Activists demonstrate in front of the Eiffel Tower

Media will get a much-needed shot in the arm under a new Facebook licensing deal. Journalism, meanwhile, appears safer than at any point since the turn of the century, with the last two years showing a sharp decline in the number of journalists killed doing their job around the world.

The UN has designated 2021 as International Year of Peace and Trust. And while that may seem a little glib (it’s also the International Year of Fruits and Vegetables), we might hope for less conflict and violence in 2021 than in recent years. Deaths from terrorism have fallen for five years in a row. Though Syria and Yemen remain wretched, the number of people killed in wars finally seems to be declining.

Of course, risks remain. A burgeoning jobs crisis will amount to the gravest economic challenge in a generation. Ditto the mental health backlash from the corrosive uncertainty, restriction and isolation of the past year. An unprecedented debt burden will drag, though with interest rates at rock bottom, the impact is unlikely to be felt until later in the decade. The pandemic has affected people so unevenly that some will live with the negative consequences of 2020 far longer than others.
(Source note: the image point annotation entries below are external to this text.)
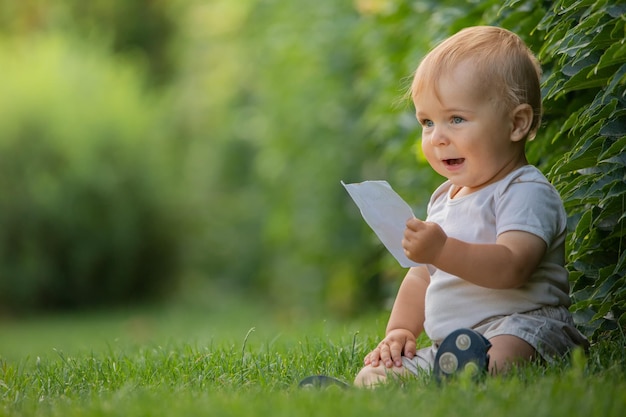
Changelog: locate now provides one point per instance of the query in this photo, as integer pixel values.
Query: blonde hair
(502, 63)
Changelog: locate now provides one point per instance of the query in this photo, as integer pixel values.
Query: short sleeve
(532, 206)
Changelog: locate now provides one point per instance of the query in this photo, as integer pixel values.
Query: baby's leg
(370, 376)
(507, 351)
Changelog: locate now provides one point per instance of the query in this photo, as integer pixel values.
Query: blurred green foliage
(237, 122)
(86, 196)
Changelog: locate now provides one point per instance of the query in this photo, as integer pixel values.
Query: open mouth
(455, 161)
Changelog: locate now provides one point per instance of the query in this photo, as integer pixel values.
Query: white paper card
(385, 212)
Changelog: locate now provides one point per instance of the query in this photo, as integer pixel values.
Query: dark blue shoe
(463, 350)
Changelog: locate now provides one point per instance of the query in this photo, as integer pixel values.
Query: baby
(493, 241)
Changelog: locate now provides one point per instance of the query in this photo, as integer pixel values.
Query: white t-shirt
(523, 201)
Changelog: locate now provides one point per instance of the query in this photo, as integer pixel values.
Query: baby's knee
(370, 376)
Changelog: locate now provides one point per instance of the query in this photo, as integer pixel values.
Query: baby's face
(466, 131)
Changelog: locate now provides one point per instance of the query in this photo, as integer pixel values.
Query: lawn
(236, 360)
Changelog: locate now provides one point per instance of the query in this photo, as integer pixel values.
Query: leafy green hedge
(585, 53)
(86, 213)
(582, 142)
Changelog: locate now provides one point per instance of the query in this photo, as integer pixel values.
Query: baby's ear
(521, 119)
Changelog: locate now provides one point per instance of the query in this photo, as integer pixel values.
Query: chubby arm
(508, 263)
(406, 321)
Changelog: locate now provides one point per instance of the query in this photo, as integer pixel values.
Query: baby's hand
(423, 241)
(390, 350)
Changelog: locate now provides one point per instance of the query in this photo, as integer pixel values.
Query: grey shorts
(549, 330)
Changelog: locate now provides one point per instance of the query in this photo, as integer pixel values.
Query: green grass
(234, 360)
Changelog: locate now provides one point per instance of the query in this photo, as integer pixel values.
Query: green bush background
(147, 146)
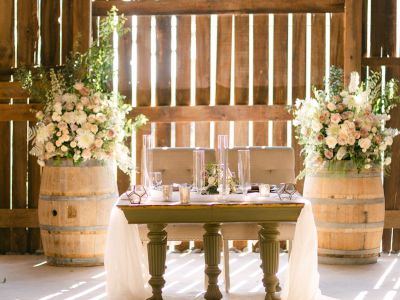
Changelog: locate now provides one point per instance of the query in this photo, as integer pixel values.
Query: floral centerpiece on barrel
(345, 144)
(80, 133)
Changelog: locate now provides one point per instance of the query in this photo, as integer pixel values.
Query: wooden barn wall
(183, 60)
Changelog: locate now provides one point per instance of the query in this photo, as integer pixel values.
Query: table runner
(127, 269)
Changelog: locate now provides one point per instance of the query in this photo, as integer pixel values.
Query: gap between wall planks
(203, 75)
(241, 76)
(125, 87)
(223, 76)
(6, 61)
(280, 72)
(183, 62)
(383, 44)
(260, 75)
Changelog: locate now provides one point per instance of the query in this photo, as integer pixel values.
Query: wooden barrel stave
(349, 212)
(74, 208)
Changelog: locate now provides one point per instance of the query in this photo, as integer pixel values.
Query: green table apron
(158, 215)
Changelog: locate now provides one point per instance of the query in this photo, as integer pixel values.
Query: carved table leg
(157, 251)
(269, 252)
(212, 254)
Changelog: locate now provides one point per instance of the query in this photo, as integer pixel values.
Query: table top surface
(209, 210)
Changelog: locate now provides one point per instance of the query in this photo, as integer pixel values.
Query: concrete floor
(27, 277)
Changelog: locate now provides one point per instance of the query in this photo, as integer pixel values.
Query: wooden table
(266, 214)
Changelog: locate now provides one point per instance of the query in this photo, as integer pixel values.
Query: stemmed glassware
(244, 170)
(198, 170)
(156, 180)
(223, 186)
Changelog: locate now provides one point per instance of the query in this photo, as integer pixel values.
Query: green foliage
(335, 80)
(94, 68)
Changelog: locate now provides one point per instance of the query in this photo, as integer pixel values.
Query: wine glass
(137, 194)
(156, 179)
(244, 170)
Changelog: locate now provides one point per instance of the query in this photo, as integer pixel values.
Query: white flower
(341, 153)
(354, 82)
(331, 141)
(316, 125)
(364, 143)
(39, 115)
(98, 143)
(86, 154)
(333, 130)
(211, 180)
(69, 98)
(56, 117)
(79, 106)
(78, 86)
(85, 138)
(42, 134)
(69, 117)
(57, 107)
(335, 118)
(94, 128)
(50, 147)
(331, 106)
(80, 117)
(382, 147)
(388, 140)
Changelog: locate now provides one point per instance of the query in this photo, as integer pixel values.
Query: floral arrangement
(212, 178)
(347, 124)
(82, 119)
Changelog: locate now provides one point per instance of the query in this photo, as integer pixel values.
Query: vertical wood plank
(383, 43)
(223, 78)
(6, 62)
(241, 75)
(280, 75)
(76, 26)
(163, 81)
(27, 37)
(318, 50)
(352, 37)
(337, 40)
(203, 38)
(183, 46)
(143, 84)
(298, 81)
(125, 86)
(260, 75)
(50, 33)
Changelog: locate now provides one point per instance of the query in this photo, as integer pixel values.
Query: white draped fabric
(127, 270)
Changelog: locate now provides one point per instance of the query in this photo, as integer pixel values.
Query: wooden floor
(28, 277)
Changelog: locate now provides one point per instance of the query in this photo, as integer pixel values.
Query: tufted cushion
(176, 164)
(271, 165)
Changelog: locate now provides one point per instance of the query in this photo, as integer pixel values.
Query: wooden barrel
(349, 209)
(74, 209)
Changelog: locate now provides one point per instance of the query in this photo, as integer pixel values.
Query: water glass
(147, 161)
(198, 170)
(223, 186)
(264, 190)
(184, 193)
(156, 179)
(244, 170)
(137, 194)
(167, 192)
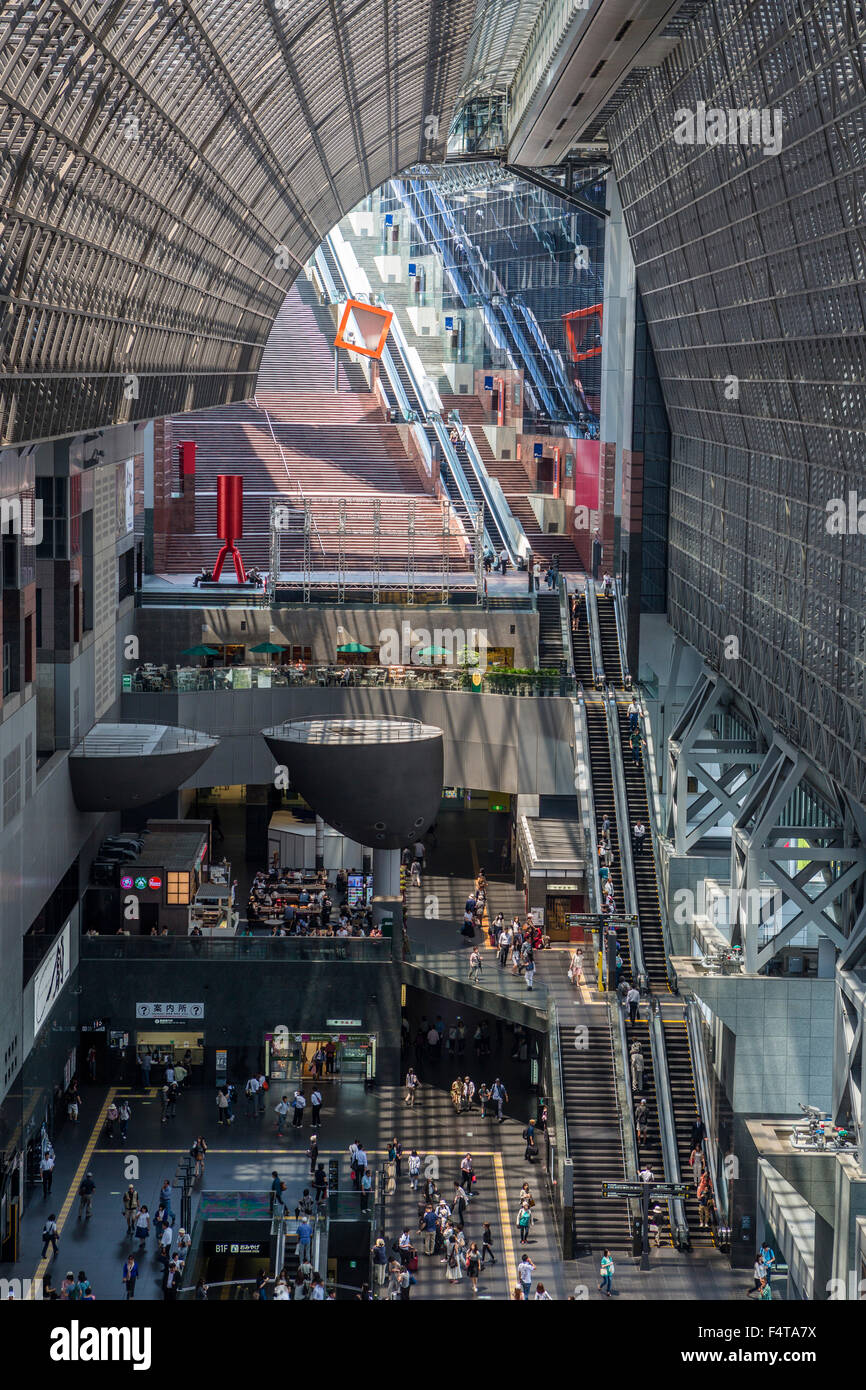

Germany faces a watershed year, with the end of the Angela Merkel era heralded in September elections. The Ethiopian war could yet destabilise the entire Horn of Africa. China and Russia are both big, unpredictable quantities. Scottish elections may herald a new push for independence.

So the year of recovery will probably be an uneven thing. We should not forget that recovery is rarely a straight line or a clear sharp moment like a weather front pulling across the sky. Anyone who has suffered serious illness or injury knows it comes in stops and starts, two steps forward, one step back. But each successive upswing is a little higher, each setback a little shorter, until we find ourselves on higher ground, able to look back on what we came through.

The pandemic was a watershed: there is no going back to how things were. But that is a good thing. But for the first time in more than a decade it feels like we might be able to go forward to somewhere better.